Thursday 9 January 2014

Other MB work

I'm still looking for the Microvision ROMs - hopefully I can get some of the early dumps that some of our technical geniuses have done.  Apparently the MESS Microvision emulation does work - to some extent anyway, and browsing that source my interpretation of the controller and theirs aren't that different.

There's two methods. The TMS1000 patent describes a method of testing the chips by dumping the ROMs serially. It was known this was possible, but not how to do it, but it seems it has been figured out.

The second is direct examination - taking the top off the chip, scanning it at high resolution and converting that to binary code - the picture is a TMS1100 die.

It would be great if the Microvision stuff was dumped - it's one of the few last old machines that hasn't been dumped yet. Not that anyone would really want to play the games, it's more of a preservation thing.

Reading the MESS source also revealed the clock speeds. I have had a problem with this, because whilst the TMS1000 data book is very informative on coding, it's not on the physical hardware, I couldn't find a clock speed descriptor (the clock circuit values are on Dan Boris' circuit).

In practice, it varies, there are 300Khz, 500Khz and 550Khz clock speeds, which correspond to 50Khz, 83Khz and 92Khz instructions per second (every TMS1x00 instruction takes 6 clocks).

An early example of over clocking.
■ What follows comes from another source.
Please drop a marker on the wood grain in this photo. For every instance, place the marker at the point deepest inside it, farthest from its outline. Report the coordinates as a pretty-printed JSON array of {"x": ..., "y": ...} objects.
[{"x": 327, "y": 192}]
The data book says that fOsc (the clock) has a maximum speed of 350Khz,  on the previous page oddly it says that tc,  the instruction cycle time is 2.5us minimum (e.g. 400Khz).  I guess the Microvision coders had the same problems I did viz. simply getting LCD information to the display quickly enough uses up most of the coding time.

Though in my experiments if you only have 2 or 3 things on the screen, or a few lines, it is quick enough. The diagonal line drawing is slow because it's a pixel plot - effectively PLOT(X,Y) so for X and Y it has to convert it to a bit pattern ($8000 >> x) basically, and that's what takes the time up, not the writing to the LCD. If you have the nibble pattern already, I would reckon BlockBuster works like this for the 'wall' it's much quicker.